I don’t know about you, but I just don’t get the need for self-help books. It’s not that I’ve never felt lacking (I mean, who hasn’t?) or that no one else knows what I’m going through and thus isn’t qualified to give me advice (Really? There’s no one else on the whole planet that’s gone through what I’m going through?). I think it’s more that the advice given just sounds so patronizing and often like the author is asking to have a pity party.

And I have these same issues with Waiting for Jack by Kristen Moeller. Moeller has admittedly gone though a lot in her life, from battling bulimia, substance abuse and depression to her efforts in drug recovery centers and putting herself through graduate school. Moeller aims to teach her readers how to stop waiting for their lives to begin and become the impetus for change themselves.

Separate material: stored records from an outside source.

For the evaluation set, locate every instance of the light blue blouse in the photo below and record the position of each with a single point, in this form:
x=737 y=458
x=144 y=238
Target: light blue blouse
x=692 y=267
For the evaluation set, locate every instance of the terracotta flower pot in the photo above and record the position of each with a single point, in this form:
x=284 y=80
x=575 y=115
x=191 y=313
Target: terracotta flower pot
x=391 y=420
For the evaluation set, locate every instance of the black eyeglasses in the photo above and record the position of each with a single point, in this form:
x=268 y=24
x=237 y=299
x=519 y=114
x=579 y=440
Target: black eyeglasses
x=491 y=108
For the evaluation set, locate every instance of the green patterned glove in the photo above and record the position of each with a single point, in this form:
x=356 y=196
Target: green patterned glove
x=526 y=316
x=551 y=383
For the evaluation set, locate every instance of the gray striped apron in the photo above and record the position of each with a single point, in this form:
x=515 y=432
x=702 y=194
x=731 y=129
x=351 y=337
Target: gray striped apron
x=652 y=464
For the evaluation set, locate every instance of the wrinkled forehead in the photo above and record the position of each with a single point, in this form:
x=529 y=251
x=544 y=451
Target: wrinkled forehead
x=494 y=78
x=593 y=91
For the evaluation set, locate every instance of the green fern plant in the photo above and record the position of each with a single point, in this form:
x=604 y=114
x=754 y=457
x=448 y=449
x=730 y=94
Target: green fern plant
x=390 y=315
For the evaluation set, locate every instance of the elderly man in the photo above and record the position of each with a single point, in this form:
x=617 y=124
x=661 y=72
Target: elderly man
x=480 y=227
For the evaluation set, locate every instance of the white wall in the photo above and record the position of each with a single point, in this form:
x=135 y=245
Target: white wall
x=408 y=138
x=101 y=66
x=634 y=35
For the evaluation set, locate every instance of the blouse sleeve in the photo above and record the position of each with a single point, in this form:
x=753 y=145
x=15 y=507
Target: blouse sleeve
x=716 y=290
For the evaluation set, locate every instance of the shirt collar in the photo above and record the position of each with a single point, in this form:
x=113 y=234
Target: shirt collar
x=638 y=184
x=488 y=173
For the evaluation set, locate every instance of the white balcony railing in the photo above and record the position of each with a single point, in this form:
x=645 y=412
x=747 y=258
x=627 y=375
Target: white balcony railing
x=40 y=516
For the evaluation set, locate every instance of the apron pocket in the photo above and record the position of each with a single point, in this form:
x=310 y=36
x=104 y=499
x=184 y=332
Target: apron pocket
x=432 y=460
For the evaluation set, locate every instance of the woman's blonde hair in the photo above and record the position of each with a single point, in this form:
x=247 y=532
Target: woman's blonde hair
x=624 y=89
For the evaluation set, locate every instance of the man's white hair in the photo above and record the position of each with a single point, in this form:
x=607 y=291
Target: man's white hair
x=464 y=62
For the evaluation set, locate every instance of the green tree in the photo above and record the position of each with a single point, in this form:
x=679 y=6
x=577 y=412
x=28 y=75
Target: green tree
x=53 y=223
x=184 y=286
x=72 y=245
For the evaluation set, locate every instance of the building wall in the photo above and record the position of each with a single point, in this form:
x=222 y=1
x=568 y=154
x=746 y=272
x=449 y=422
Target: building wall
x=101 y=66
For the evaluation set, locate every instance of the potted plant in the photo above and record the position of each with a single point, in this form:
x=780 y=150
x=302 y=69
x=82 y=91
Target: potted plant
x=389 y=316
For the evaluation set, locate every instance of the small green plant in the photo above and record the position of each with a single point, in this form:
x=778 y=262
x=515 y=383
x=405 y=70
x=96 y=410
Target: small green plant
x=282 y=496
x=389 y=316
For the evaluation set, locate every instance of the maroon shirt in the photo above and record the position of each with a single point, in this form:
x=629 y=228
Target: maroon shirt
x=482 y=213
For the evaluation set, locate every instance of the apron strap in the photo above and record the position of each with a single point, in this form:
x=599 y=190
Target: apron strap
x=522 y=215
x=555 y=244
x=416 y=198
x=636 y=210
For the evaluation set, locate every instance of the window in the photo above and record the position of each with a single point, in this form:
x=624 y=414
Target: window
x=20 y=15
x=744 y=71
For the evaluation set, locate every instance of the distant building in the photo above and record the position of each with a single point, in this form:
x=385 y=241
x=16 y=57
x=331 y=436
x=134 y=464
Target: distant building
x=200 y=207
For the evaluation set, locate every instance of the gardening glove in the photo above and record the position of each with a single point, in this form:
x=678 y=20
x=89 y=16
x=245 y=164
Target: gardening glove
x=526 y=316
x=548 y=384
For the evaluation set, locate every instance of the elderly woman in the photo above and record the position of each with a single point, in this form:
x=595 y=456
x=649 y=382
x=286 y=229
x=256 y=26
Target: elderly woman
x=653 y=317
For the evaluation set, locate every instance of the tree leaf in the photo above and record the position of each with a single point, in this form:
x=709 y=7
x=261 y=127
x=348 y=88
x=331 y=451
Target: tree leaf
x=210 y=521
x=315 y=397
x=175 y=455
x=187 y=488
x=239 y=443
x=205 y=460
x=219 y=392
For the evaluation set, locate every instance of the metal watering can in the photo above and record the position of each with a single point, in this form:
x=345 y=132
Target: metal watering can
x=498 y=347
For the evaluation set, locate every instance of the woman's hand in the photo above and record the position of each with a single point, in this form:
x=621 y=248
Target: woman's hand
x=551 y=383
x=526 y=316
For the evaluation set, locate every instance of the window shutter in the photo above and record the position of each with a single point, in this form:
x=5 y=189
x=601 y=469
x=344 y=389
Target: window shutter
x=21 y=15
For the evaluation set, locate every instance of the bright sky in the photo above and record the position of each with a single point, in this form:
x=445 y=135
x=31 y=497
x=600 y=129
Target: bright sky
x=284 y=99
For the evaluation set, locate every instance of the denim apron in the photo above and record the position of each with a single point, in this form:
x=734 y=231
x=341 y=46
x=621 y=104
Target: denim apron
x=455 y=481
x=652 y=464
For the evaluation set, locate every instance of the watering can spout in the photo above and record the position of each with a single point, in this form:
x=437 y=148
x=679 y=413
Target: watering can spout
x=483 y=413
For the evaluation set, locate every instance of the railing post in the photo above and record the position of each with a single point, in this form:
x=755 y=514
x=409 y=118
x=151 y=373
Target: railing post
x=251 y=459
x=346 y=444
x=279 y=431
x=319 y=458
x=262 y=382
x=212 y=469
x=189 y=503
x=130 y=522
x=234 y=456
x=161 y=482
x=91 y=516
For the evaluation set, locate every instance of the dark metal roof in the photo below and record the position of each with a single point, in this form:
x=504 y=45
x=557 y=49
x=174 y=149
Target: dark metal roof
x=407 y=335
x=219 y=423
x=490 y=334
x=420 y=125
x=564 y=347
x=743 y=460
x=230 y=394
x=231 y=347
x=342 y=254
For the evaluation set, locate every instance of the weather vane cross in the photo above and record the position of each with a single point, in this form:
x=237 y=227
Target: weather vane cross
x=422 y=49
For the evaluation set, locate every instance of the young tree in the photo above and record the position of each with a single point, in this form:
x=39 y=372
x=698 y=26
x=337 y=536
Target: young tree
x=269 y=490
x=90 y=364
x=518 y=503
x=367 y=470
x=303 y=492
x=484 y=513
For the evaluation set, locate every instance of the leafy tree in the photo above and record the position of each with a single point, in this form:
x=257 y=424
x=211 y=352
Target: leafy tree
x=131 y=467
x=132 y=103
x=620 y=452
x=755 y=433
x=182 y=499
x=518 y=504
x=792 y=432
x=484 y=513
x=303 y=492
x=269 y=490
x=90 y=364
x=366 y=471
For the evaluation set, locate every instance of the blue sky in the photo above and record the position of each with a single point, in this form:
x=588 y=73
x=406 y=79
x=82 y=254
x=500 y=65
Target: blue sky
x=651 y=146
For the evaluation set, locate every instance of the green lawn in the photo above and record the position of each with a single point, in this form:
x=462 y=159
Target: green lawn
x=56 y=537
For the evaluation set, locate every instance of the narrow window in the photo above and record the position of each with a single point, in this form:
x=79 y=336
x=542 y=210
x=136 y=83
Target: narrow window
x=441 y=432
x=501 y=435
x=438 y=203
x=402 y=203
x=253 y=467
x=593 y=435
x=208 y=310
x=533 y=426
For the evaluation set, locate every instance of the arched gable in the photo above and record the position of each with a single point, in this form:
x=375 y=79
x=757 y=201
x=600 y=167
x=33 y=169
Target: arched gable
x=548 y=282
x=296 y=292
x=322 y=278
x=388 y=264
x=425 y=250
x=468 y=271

While Moeller’s personal story is sometimes compelling and strikingly authentic, much of her situation feels rather idiosyncratic. She does offer some solid advice in terms of the big picture, but often falls short in the details and the book is centered so much on Moeller’s life that it can sometimes be hard to translate to real world problems.

If it weren’t for the fact that the tone of Waiting for Jack is so obviously self-help oriented, I would recommend this book as one big Chicken Soup for the [insert your favorite title here] Soul, because it does inspire you to take a second look at your life. In the end, Moeller does get you to relate to her experiences, but the tone is wrong for the casual reader and it’s too focused on Moeller to be called a true self-help book.

Grade: C+

Waiting for Jack is currently available.